Reputation: 9508
I am doing a BULK INSERT into sqlserver and it is not inserting UTF-8 characters into database properly. The data file contains these characters, but the database rows contain garbage characters after bulk insert execution.
My first suspect was the last line of the format file:
10.0
3
1 SQLCHAR 0 0 "{|}" 1 INSTANCEID ""
2 SQLCHAR 0 0 "{|}" 2 PROPERTYID ""
3 SQLCHAR 0 0 "[|]" 3 CONTENTTEXT "SQL_Latin1_General_CP1_CI_AS"
But, after reading this official page it seems to me that this is actually a bug in reading the data file by the insert operation in SQL Server version 2008. We are using version 2008 R2.
What is the solution to this problem or at least a workaround?
Upvotes: 27
Views: 145769
Reputation: 193
BULK INSERT #tmpData FROM 'C:\Book2.csv' WITH ( FIRSTROW = 2, FIELDTERMINATOR = ';', --CSV field delimiter ROWTERMINATOR = '\n', --Use to shift the control to next row TABLOCK );
Done.
Upvotes: 11
Reputation: 113
Only for to share, I had a similar problem, I had portugues accents in a file and bcp imported garbage chars.(e.g. À became ┴ ) I tried -C with almost all codepages without success.

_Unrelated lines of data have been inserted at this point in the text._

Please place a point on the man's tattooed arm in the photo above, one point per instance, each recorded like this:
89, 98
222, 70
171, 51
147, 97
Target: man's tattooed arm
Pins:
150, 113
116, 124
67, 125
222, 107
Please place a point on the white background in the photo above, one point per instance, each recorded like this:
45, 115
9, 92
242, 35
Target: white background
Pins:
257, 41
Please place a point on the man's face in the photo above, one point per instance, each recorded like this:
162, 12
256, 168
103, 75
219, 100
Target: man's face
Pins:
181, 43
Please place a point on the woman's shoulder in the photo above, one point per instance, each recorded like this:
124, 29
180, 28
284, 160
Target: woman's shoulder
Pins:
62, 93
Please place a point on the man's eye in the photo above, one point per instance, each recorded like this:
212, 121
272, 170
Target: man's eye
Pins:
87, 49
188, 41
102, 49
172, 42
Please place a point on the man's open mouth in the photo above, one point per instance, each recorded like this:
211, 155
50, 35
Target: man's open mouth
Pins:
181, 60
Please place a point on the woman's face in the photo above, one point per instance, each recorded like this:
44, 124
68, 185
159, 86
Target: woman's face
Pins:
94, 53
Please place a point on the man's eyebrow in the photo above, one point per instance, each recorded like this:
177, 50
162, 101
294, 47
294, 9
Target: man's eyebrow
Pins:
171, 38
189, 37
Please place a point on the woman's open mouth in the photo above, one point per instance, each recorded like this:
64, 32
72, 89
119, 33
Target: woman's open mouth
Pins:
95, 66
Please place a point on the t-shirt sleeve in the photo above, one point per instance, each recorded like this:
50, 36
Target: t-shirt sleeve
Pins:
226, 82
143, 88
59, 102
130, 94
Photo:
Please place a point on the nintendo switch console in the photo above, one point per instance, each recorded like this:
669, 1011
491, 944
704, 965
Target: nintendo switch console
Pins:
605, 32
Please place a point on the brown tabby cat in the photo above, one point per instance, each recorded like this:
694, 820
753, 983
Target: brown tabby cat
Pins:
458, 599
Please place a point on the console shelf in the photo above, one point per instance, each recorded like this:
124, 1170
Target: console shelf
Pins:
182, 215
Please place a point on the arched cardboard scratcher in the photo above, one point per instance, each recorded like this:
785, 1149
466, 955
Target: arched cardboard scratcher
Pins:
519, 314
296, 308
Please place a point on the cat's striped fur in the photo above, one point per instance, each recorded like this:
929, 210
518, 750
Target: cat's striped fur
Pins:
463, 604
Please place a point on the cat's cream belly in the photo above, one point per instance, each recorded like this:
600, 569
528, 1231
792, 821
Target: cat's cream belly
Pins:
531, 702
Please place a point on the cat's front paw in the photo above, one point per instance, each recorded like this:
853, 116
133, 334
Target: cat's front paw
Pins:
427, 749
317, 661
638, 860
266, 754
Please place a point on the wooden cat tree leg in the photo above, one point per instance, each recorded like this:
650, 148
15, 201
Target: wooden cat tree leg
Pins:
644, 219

After hours I found a hint on the bcp MS help page.
Format File codepages are having priority over the -C attribute
Means that in the format file I had to use "" like in LastName, once I changed the codepage, the attribute -C 65001 imported the UTF8 file without any problem
13.0
4
1 SQLCHAR 0 7 "," 1 PersonID ""
2 SQLCHAR 0 25 "," 2 FirstName SQL_Latin1_General_CP1_CI_AS
3 SQLCHAR 0 30 "," 3 LastName ""
4 SQLCHAR 0 11 "\r\n" 4 BirthDate ""
Upvotes: 1
Reputation: 731
I came here before looking for a solution for bulk inserting special characters. Didn't like the workaround with UTF-16 (that would double the size of csv file). I found out that you definitely CAN and it's very easy, you don't need a format file. This answer is for other people who are looking for the same, since it doesn't seem to be documented well anywhere, and I believe this is a very common issue for non-english speaking people. The solution is: just add CODEPAGE='65001' inside the with statement of the bulk insert. (65001=codepage number for UTF-8). Might not work for all unicode characters as suggested by Michael O, but at least it works perfect for latin-extended, greek and cyrillic, probably many others too.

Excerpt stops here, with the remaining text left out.